Tonawanda News — New York state Department of Environmental Conservation Commissioner Joseph Martens will visit Tonawanda in March, according to the Clean Air Coalition of Western New York, after the state Department of Health released a scathing report on Tuesday related to air quality in the town’s industrial corridor.
Martens informed the environmental advocacy group’s director, Erin Heaney, via e-mail on Wednesday that he will tour the town March 15.
“That’s welcome news,” Heaney said. “It’s important but it’s not enough. But we’re excited he’ll be coming and see the industrial area.”
The e-mail comes after the Department of Health released a study this week focused on Tonawanda’s air quality, which showed disturbingly high levels of birth defects and certain forms of cancer in residents living near its industrial corridor.
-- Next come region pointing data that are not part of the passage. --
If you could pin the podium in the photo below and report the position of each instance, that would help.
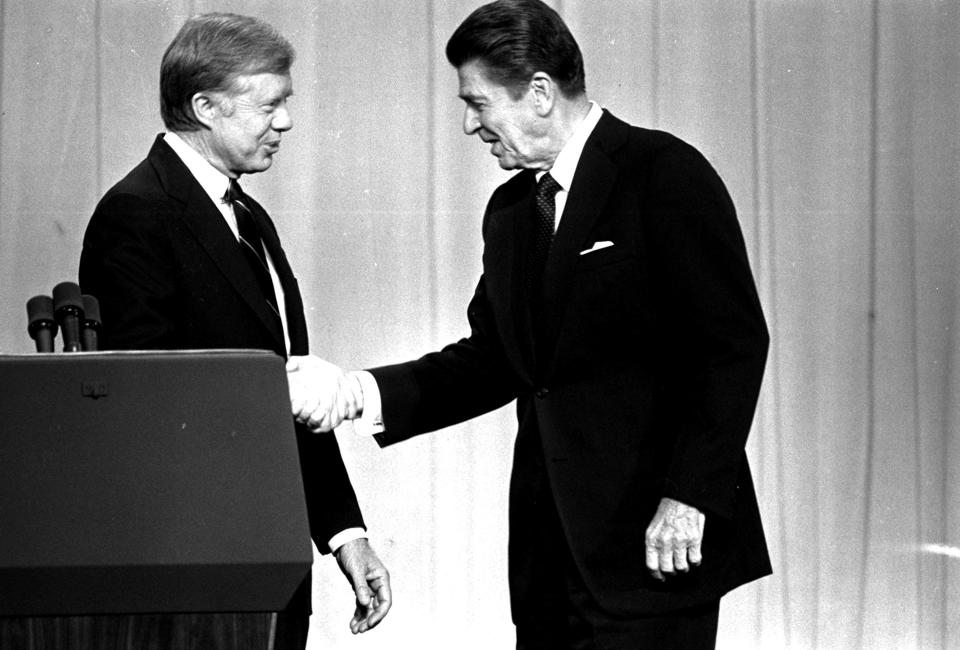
(136, 484)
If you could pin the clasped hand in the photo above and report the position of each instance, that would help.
(322, 395)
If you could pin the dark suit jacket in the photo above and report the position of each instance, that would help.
(641, 383)
(169, 274)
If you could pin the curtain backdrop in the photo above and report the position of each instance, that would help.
(836, 126)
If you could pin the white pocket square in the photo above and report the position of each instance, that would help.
(600, 245)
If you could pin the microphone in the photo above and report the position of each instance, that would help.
(68, 310)
(91, 323)
(41, 325)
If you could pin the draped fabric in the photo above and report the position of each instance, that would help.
(836, 126)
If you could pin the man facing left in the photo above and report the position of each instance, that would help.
(180, 258)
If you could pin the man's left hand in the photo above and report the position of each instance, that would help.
(371, 583)
(673, 539)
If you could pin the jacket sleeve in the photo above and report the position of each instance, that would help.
(715, 316)
(463, 380)
(126, 263)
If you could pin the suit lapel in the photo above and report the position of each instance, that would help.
(589, 192)
(206, 223)
(507, 238)
(296, 322)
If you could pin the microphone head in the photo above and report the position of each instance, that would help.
(39, 308)
(41, 324)
(91, 310)
(67, 294)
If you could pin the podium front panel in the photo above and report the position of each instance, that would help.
(137, 482)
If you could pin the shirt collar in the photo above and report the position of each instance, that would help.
(212, 180)
(566, 163)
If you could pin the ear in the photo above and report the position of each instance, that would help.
(544, 91)
(206, 108)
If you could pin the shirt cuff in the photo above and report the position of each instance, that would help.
(370, 421)
(345, 536)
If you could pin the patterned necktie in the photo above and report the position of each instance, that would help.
(251, 243)
(544, 219)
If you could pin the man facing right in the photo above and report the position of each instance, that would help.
(618, 307)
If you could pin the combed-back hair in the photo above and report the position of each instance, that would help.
(513, 39)
(208, 54)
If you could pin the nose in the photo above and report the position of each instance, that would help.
(281, 119)
(471, 120)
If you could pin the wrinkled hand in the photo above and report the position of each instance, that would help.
(673, 538)
(322, 396)
(371, 583)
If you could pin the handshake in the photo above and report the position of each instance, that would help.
(322, 395)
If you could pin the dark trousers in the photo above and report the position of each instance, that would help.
(564, 616)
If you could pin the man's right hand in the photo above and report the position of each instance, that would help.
(322, 396)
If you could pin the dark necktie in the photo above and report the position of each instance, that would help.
(544, 218)
(251, 243)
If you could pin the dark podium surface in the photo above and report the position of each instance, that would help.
(138, 483)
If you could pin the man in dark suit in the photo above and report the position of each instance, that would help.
(180, 258)
(618, 307)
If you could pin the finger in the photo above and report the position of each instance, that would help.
(653, 560)
(696, 553)
(666, 558)
(383, 602)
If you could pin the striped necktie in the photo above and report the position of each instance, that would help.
(251, 243)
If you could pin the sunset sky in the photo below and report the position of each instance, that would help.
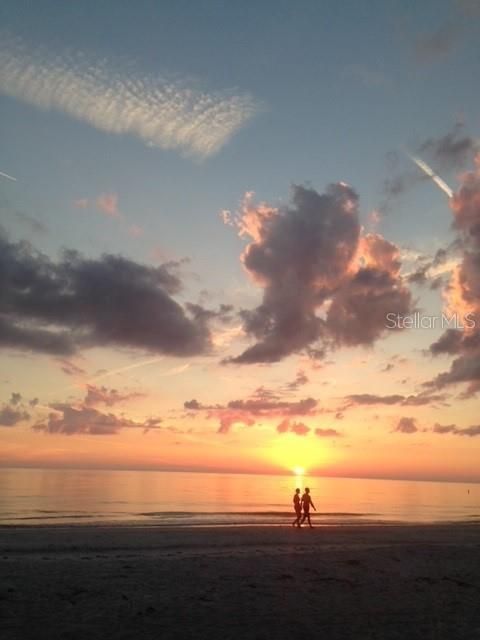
(210, 213)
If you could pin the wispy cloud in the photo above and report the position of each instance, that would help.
(163, 112)
(8, 177)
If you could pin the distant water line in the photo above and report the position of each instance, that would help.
(33, 497)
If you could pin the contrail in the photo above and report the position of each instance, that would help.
(5, 175)
(129, 367)
(113, 372)
(431, 174)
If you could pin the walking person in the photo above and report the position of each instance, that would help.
(307, 502)
(297, 505)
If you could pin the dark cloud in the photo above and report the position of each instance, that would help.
(57, 307)
(109, 397)
(303, 256)
(13, 411)
(451, 151)
(470, 432)
(69, 420)
(10, 416)
(327, 433)
(465, 369)
(406, 425)
(463, 292)
(369, 399)
(262, 407)
(34, 225)
(290, 426)
(421, 399)
(263, 403)
(70, 368)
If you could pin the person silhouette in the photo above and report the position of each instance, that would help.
(297, 505)
(307, 502)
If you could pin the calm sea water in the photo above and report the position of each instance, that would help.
(48, 496)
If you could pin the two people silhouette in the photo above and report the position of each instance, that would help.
(305, 502)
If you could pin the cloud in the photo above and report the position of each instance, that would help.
(301, 379)
(305, 257)
(70, 368)
(327, 433)
(463, 291)
(369, 399)
(109, 397)
(13, 412)
(107, 203)
(58, 307)
(69, 420)
(406, 425)
(262, 404)
(470, 432)
(452, 150)
(288, 426)
(162, 112)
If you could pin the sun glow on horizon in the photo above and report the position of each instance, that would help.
(299, 471)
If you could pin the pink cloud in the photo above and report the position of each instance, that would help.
(135, 231)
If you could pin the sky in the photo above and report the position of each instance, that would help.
(241, 236)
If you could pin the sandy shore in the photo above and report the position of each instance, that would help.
(358, 582)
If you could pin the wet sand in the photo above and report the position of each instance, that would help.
(358, 582)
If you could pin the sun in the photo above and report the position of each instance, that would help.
(299, 471)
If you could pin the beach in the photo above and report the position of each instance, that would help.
(351, 581)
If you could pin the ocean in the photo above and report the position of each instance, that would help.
(61, 496)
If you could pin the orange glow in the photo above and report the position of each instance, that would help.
(297, 453)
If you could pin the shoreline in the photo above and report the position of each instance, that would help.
(235, 583)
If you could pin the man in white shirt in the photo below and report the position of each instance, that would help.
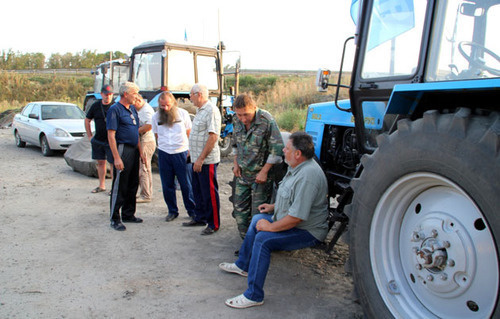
(148, 144)
(171, 126)
(205, 154)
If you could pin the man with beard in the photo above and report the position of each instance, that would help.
(148, 145)
(171, 126)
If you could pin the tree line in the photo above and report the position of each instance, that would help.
(86, 59)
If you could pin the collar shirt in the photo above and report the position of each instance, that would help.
(145, 117)
(125, 122)
(303, 194)
(173, 139)
(207, 120)
(261, 144)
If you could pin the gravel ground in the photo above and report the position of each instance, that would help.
(60, 259)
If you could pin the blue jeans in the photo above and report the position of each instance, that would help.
(206, 192)
(255, 252)
(172, 165)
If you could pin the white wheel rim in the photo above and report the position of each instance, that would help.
(439, 262)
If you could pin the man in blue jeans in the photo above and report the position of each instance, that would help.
(299, 220)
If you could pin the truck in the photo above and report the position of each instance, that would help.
(158, 66)
(114, 72)
(412, 158)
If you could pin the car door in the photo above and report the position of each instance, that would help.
(33, 124)
(21, 121)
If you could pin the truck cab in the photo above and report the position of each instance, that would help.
(162, 66)
(113, 72)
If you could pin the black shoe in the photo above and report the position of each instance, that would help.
(193, 222)
(118, 226)
(207, 231)
(135, 220)
(170, 217)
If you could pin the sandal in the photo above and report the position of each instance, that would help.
(242, 302)
(98, 190)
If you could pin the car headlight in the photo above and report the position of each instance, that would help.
(61, 133)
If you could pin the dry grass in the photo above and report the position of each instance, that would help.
(289, 98)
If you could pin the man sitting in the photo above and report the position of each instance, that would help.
(299, 220)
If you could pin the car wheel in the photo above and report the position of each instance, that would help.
(44, 144)
(19, 141)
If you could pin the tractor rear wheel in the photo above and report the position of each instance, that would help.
(425, 222)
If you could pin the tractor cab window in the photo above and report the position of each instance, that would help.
(120, 76)
(98, 81)
(147, 70)
(464, 41)
(394, 40)
(207, 71)
(180, 70)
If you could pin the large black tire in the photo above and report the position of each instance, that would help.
(425, 220)
(44, 144)
(226, 145)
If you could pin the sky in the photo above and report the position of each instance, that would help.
(272, 34)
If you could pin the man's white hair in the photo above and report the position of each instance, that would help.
(127, 87)
(200, 88)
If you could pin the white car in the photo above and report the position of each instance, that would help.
(51, 125)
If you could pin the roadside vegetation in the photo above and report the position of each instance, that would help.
(286, 97)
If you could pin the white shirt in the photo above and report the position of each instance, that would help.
(145, 117)
(206, 121)
(173, 140)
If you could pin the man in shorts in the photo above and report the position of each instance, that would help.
(99, 141)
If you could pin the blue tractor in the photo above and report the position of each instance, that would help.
(413, 157)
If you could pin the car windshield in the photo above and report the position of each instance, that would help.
(53, 112)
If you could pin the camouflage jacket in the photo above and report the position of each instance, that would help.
(261, 144)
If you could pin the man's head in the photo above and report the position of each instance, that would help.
(298, 149)
(128, 93)
(199, 95)
(167, 108)
(245, 108)
(139, 102)
(107, 94)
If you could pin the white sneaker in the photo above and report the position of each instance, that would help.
(231, 267)
(142, 200)
(242, 302)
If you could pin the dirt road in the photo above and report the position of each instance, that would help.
(60, 259)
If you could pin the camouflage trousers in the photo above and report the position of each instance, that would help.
(247, 198)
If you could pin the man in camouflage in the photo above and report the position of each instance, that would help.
(259, 146)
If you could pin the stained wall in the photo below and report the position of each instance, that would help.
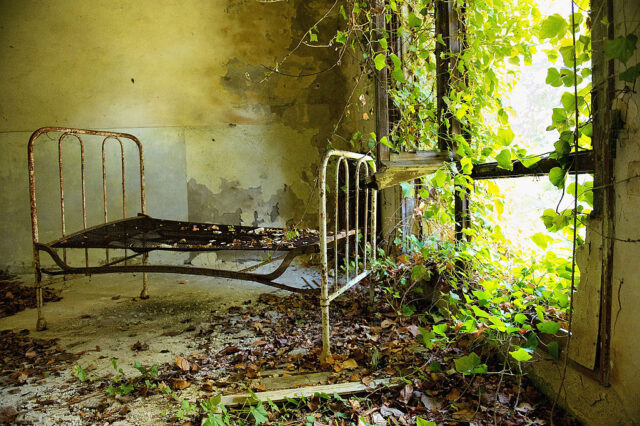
(222, 142)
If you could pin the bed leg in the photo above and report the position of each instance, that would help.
(371, 295)
(144, 294)
(41, 324)
(326, 345)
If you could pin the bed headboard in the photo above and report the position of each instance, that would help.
(77, 135)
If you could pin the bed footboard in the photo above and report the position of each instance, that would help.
(351, 272)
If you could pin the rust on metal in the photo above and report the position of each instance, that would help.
(77, 133)
(143, 234)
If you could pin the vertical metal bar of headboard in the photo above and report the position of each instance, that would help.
(41, 324)
(104, 185)
(341, 161)
(84, 201)
(357, 216)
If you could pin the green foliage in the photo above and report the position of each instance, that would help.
(520, 354)
(79, 372)
(470, 364)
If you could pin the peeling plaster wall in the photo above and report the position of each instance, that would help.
(618, 404)
(222, 143)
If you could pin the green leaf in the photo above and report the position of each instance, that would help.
(630, 74)
(568, 101)
(470, 364)
(504, 159)
(553, 26)
(562, 148)
(397, 63)
(541, 240)
(528, 162)
(505, 136)
(440, 329)
(440, 178)
(435, 367)
(520, 355)
(479, 312)
(428, 337)
(384, 141)
(260, 414)
(414, 20)
(520, 318)
(621, 48)
(407, 189)
(557, 176)
(343, 13)
(80, 373)
(567, 55)
(553, 77)
(554, 350)
(380, 61)
(548, 327)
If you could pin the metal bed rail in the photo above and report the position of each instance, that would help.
(365, 241)
(78, 134)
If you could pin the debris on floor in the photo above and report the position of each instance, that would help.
(16, 297)
(257, 362)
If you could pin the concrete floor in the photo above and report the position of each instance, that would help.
(103, 311)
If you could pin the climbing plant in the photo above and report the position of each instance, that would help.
(496, 289)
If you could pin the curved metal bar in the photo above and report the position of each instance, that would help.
(84, 202)
(67, 131)
(266, 279)
(357, 214)
(104, 178)
(322, 218)
(104, 184)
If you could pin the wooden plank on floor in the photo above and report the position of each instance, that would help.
(293, 381)
(307, 391)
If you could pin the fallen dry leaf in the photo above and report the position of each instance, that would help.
(182, 363)
(349, 364)
(465, 415)
(179, 384)
(387, 323)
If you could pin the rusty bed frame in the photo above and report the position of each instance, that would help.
(142, 234)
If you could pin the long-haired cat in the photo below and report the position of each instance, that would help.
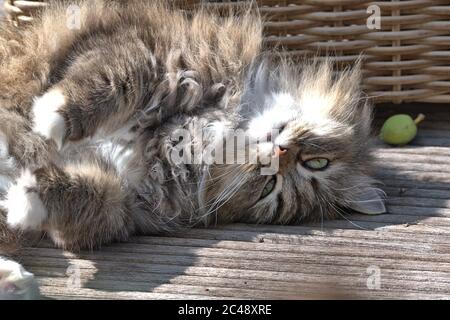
(89, 116)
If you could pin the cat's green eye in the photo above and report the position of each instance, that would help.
(317, 163)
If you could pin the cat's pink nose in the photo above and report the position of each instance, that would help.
(280, 151)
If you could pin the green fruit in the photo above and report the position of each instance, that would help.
(400, 129)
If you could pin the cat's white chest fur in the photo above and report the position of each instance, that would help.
(117, 148)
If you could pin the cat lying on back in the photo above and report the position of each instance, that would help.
(88, 116)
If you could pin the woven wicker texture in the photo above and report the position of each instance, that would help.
(406, 59)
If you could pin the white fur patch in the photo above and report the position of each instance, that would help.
(46, 119)
(7, 165)
(24, 207)
(281, 109)
(15, 281)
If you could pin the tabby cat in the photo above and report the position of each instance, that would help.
(90, 117)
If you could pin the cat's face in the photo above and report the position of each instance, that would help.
(314, 127)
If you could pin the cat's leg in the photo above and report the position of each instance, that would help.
(95, 93)
(80, 205)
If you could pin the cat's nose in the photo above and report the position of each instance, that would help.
(280, 151)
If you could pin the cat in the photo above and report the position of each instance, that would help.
(91, 116)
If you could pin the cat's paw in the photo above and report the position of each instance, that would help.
(23, 205)
(16, 282)
(47, 121)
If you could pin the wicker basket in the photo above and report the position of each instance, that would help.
(407, 59)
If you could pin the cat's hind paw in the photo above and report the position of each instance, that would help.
(23, 205)
(47, 121)
(15, 282)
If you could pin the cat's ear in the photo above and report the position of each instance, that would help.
(368, 200)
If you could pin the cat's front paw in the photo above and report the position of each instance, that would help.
(23, 205)
(16, 282)
(47, 121)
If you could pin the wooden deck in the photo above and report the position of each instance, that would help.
(403, 254)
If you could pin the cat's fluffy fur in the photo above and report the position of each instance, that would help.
(86, 118)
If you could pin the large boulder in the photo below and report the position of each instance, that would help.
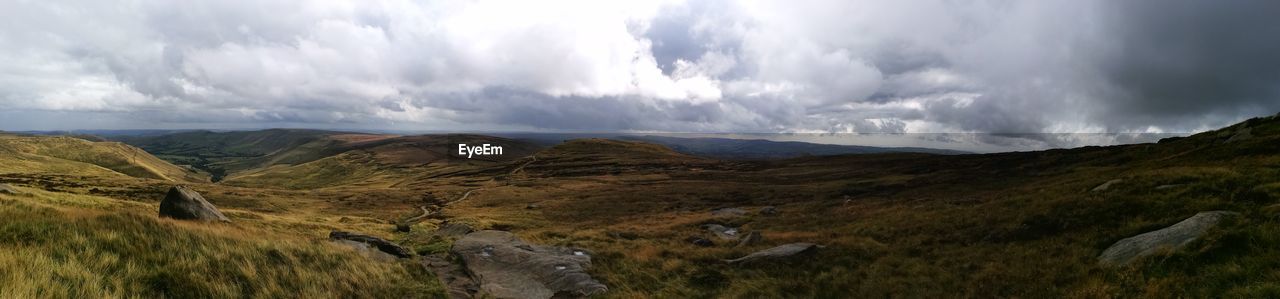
(8, 189)
(1174, 237)
(382, 244)
(508, 267)
(722, 231)
(777, 253)
(184, 203)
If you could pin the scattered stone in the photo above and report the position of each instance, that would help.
(699, 240)
(508, 267)
(750, 239)
(1106, 185)
(1174, 237)
(728, 212)
(364, 248)
(8, 189)
(384, 245)
(1242, 134)
(184, 203)
(449, 229)
(777, 252)
(627, 235)
(722, 231)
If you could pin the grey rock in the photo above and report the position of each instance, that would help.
(1106, 185)
(184, 203)
(449, 229)
(722, 231)
(508, 267)
(8, 189)
(699, 242)
(750, 239)
(382, 244)
(728, 212)
(777, 253)
(1174, 237)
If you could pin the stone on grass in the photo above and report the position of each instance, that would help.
(1171, 238)
(382, 244)
(184, 203)
(777, 253)
(1106, 185)
(507, 267)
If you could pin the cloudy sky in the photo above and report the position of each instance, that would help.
(741, 67)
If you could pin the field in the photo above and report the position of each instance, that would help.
(1024, 224)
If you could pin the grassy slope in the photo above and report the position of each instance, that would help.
(74, 155)
(73, 245)
(917, 225)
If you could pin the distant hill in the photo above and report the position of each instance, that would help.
(68, 155)
(762, 148)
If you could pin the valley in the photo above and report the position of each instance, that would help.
(887, 224)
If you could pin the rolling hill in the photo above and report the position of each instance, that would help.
(68, 155)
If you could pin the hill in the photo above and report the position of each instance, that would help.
(67, 155)
(762, 148)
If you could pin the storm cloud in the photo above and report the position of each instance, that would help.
(716, 65)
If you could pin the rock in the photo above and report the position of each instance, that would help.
(1240, 134)
(1106, 185)
(384, 245)
(627, 235)
(1174, 237)
(364, 248)
(728, 212)
(750, 239)
(8, 189)
(699, 240)
(449, 229)
(184, 203)
(777, 252)
(723, 233)
(508, 267)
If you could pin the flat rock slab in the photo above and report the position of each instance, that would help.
(184, 203)
(728, 212)
(722, 231)
(1174, 237)
(8, 189)
(508, 267)
(1106, 185)
(382, 244)
(777, 252)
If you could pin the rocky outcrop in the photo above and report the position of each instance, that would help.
(750, 239)
(382, 244)
(449, 229)
(722, 231)
(1173, 238)
(184, 203)
(508, 267)
(1106, 185)
(8, 189)
(728, 212)
(777, 253)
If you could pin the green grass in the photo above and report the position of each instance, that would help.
(65, 245)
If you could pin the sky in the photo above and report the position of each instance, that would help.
(695, 67)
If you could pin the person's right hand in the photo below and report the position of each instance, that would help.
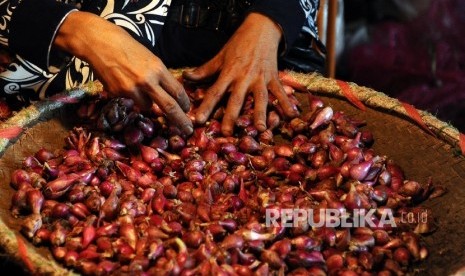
(124, 66)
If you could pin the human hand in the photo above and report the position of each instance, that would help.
(124, 66)
(247, 63)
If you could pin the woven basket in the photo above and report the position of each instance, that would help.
(420, 153)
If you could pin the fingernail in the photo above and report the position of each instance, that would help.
(200, 118)
(189, 129)
(261, 126)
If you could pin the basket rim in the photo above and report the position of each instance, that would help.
(315, 83)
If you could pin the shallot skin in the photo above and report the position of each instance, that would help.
(130, 194)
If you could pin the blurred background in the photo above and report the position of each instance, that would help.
(413, 50)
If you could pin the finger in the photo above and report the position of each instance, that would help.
(176, 90)
(233, 109)
(212, 96)
(141, 100)
(278, 91)
(261, 101)
(203, 72)
(171, 108)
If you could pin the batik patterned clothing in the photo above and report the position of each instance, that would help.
(28, 27)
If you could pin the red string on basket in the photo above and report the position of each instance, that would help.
(22, 250)
(462, 143)
(415, 115)
(63, 98)
(11, 132)
(288, 80)
(349, 94)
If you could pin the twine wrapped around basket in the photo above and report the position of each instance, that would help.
(420, 143)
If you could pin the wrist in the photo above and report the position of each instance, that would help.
(82, 31)
(267, 28)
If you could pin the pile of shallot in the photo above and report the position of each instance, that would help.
(130, 194)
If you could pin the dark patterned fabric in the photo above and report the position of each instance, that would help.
(143, 19)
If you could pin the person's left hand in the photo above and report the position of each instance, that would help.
(247, 63)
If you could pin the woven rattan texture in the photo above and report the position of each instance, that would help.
(423, 156)
(419, 154)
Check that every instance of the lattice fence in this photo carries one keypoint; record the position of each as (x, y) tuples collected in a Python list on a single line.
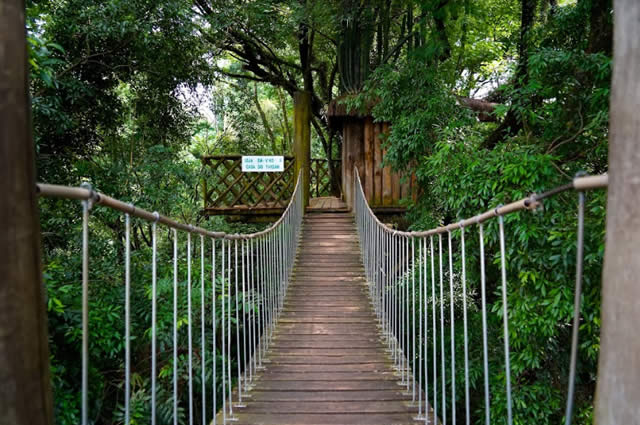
[(227, 190)]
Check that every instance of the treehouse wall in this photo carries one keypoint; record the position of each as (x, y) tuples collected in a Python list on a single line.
[(362, 148)]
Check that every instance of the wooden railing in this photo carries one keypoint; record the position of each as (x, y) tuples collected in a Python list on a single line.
[(228, 191), (321, 178)]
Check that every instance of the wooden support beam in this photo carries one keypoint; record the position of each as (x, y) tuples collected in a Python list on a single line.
[(25, 389), (618, 389), (302, 140)]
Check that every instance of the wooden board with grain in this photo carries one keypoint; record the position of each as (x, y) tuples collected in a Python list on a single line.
[(328, 364)]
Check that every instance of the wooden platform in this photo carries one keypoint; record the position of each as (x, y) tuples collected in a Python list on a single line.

The study, which took more than three years to complete and was partly based off two DEC air monitors in the Tonawandas, reviewed residents’ exposure to the carcinogens benzene and formaldehyde in the air.
It found that, among those living in nearby neighborhoods, there were significantly high rates of lung, bladder, esophageal, uterine and oral cavity cancers, leukemia, as well a surge of health problems among newborn babies and mothers including heart defects and premature births. At least 332 cases of cancer were discovered in Sheridan Parkside — above the expected rate of 268.
Heaney indicated that the study confirmed what the organization already knew, while members of the group, many of whom are currently sick, feel a sense of relief after years pushing for the authorities to do more.
She also credited the members applying pressure to state and federal leaders, much as they did last year in urging the DEC to keep two air monitors in place near the industrial zone, when the state’s environmental overseer suggested one may be removed.